The new columnar cache feature accelerates queries by automatically caching bits and pieces of data that’s being accessed through Dremio from S3 for the first time. Dremio actually caches it in an NVMe drive that is local to the cloud cluster on which Dremio is running in AWS or Azure, Shiran says.
“So the second time a piece of data is accessed, it’s cached locally,” he says. “What we found is that on average most pieces of data are accessed tens of times. So this gives us an average of 10x [performance] improvement across the system.”
But that wasn’t enough. To accelerate performance the first time a user requests a given piece of data from S3 or ADLS, Dremio developed its predictive pipelining feature. This new feature anticipates which piece of data a user is likely to access next, and prepares it for analysis in the Dremio query engine.

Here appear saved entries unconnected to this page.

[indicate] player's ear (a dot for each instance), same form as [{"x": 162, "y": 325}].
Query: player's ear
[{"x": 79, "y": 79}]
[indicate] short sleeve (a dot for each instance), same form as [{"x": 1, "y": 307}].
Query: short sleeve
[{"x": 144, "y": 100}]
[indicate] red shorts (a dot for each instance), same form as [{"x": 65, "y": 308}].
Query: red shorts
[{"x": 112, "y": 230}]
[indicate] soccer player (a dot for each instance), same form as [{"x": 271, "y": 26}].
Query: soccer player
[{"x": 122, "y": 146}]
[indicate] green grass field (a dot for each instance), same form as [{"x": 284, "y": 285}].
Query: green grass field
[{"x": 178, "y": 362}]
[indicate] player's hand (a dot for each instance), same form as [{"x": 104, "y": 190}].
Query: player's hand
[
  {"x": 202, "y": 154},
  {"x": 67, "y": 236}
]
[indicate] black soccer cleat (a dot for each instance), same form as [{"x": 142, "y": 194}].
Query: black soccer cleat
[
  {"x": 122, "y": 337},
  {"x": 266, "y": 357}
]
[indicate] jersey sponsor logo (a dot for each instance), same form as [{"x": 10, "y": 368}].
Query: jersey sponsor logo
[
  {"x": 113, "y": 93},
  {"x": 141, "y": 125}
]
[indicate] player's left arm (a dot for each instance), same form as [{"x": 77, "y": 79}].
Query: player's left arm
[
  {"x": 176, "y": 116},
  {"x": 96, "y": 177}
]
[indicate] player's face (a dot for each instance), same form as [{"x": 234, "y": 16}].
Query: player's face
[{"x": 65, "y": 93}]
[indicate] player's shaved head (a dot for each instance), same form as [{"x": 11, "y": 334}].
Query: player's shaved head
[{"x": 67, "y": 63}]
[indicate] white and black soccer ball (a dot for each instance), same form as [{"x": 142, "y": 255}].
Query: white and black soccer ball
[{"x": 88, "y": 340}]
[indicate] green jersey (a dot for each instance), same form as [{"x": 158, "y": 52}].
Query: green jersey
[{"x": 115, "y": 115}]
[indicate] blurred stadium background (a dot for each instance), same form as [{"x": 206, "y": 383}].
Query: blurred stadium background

The predictive pipeline is column-aware, and request a column-oriented data format, such as Parquet or ORC, to work. Shiran explains how it works:
“We can predict what the next piece of data will be, what the query engine will read, based on the pattern of that query, which columns are begin accessed, and so forth,” he said. “This new predictive pipeline technology is all about pre-fetching data, one second in advance, so that we’re never sitting there idle, waiting for data sets to come back from S3 [and ADLS].”
The end result of all this is the delivery of a “no ETL” data warehousing solution, Shiran says.
“We’re eliminating the need for Redshift,” he says. “Dreamio is really an alternative for a data warehouse where you don’t have to load the data and move it and copy it and all that. The only way this can be possible is if you can query the data where it lives and provide the same performance that you can get with something like Redshift or Snowflake or Teradata or one of those systems that require you to load the data in advance.”
Because the public clouds have grown so popular lately, Dremio also worked to bolster security aspects of how its software runs in the clouds. The company has hooked into the native security services that these clouds use, such as Active Directory, including integrating with single sign on (SSO) functions to simplify the log-on process.
It also unveiled the Dremio Hub, which is a clearinghouse where customers can get native connectors. The company is offering connectors for Snowflake, Salesforce, and several other data sources. Third-parties are also free to offer their own connectors. The Santa Clara, California company also recently named Datastax co-founder Billy Bosworth to its board. Bosworth also sits on the board of Tableau.